Ha un milione di voci. Scioglie la lingua, svela segreti che non avresti mai
voluto raccontare, segreti che non sapevi nemmeno di conoscere. Grida, declama,
sussurra. Racconta grandi cose, progetti meravigliosi, amori tragici e
tradimenti terribili. Ride a crepapelle. Soffoca piano una risata fra sé. Piange
per i suoi stessi pensieri. Riporta alla mente estati di molto tempo fa e
ricordi che è meglio dimenticare. Ogni bottiglia un soffio di altri tempi, di
altri luoghi e ciascuno è un piccolo miracolo, dal più comune Liebfraumilch
all'imperioso Veuve Clicquot 1945. Magia quotidiana, così la chiamava Joe. La
trasformazione di una sostanza di base in quella dei desideri. Alchimia dei
profani.
Prendi me, per esempio. Fleurie 1962. Ultima
sopravvissuta di una cassa da dodici, imbottigliata e messa in cantina l'anno in
cui nacque Jay. Un vino vivace e garrulo, gradevole e appena esuberante, con
una nota aspra di ribes nero, proclamava l'etichetta. Non esattamente un
vino che si conservi, invece è successo. Per nostalgia. Per un'occasione
speciale. Un compleanno, forse un matrimonio. Ma i suoi compleanni trascorrevano
senza festeggiamenti, a bere del rosso argentino e guardando vecchi western.
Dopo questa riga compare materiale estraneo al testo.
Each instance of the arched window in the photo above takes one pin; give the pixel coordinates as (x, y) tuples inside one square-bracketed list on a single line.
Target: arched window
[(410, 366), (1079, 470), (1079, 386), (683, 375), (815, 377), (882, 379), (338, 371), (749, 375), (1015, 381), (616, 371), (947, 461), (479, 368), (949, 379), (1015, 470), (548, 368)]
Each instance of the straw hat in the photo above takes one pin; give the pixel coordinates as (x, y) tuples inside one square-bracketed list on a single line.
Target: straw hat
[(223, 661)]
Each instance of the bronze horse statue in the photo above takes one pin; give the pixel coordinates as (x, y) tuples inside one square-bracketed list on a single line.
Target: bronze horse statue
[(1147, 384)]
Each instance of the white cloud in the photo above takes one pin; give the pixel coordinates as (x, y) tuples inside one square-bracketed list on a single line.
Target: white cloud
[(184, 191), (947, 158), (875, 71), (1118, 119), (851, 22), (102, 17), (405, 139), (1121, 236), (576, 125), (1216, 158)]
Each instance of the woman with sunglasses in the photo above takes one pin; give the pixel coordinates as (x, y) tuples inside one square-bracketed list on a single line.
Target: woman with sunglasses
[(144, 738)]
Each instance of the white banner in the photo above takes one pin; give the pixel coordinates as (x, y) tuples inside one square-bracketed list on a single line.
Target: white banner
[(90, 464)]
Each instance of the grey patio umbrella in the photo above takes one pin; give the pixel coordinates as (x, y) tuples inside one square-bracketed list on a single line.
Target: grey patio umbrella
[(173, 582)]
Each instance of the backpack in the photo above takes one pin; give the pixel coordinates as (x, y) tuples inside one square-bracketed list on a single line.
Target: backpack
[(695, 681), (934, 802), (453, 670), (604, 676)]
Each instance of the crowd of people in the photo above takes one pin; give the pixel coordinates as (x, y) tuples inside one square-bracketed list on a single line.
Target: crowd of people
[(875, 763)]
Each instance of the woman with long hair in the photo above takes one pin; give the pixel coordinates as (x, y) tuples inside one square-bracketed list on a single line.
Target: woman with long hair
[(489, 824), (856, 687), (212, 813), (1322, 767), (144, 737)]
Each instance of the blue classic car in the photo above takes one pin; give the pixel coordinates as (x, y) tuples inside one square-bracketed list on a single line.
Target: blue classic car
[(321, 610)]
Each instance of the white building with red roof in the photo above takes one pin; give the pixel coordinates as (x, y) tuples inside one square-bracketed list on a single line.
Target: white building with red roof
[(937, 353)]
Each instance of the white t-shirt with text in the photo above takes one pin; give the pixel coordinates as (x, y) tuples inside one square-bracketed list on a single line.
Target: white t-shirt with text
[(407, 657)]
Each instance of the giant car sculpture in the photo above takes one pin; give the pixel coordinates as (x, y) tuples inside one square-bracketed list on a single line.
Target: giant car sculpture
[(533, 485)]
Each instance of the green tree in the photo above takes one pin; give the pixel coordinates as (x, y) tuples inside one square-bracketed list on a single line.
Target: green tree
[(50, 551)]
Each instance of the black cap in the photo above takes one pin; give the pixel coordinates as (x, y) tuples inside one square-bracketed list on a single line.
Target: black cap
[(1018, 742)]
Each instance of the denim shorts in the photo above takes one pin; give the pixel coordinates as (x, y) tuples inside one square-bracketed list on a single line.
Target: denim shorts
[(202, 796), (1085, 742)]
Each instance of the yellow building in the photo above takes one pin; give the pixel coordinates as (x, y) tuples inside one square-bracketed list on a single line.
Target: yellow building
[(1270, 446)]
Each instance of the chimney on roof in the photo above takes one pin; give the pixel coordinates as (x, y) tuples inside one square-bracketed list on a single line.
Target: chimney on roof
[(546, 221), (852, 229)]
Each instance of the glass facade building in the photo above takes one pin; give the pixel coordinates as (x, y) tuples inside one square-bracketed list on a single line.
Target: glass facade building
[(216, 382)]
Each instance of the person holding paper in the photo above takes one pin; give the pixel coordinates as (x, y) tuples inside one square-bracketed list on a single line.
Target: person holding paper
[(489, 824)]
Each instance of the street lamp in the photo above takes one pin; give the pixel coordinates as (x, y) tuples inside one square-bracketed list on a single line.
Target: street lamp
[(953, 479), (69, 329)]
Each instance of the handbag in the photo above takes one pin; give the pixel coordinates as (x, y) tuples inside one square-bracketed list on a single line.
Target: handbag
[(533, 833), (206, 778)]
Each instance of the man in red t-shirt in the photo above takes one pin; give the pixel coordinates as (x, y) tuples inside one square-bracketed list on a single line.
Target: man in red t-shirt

Cinque anni fa mi pose sulla tavola apparecchiata con candelieri d'argento, ma
non accadde nulla. Però la ragazza rimase. Insieme a lei arrivò un esercito di
bottiglie, Dom Pérignon, vodka Stolichnaya, Parfait Amour e Mouton-Cadet,
birre belghe in bottiglie dal collo lungo, vermouth Noilly Prat e Fraises des
Bois. Anche loro parlano, di sciocchezze soprattutto, un chiacchiericcio
metallico come ospiti che tentano di socializzare a una festa. Ci rifiutammo di
avere a che fare con loro. Fummo spinte verso il fondo della cantina, noi tre
sopravvissute, dietro alle file scintillanti delle nuove arrivate, e lì
rimanemmo, dimenticate, per cinque anni. Château Chalon '58, Sancerre '71, e io.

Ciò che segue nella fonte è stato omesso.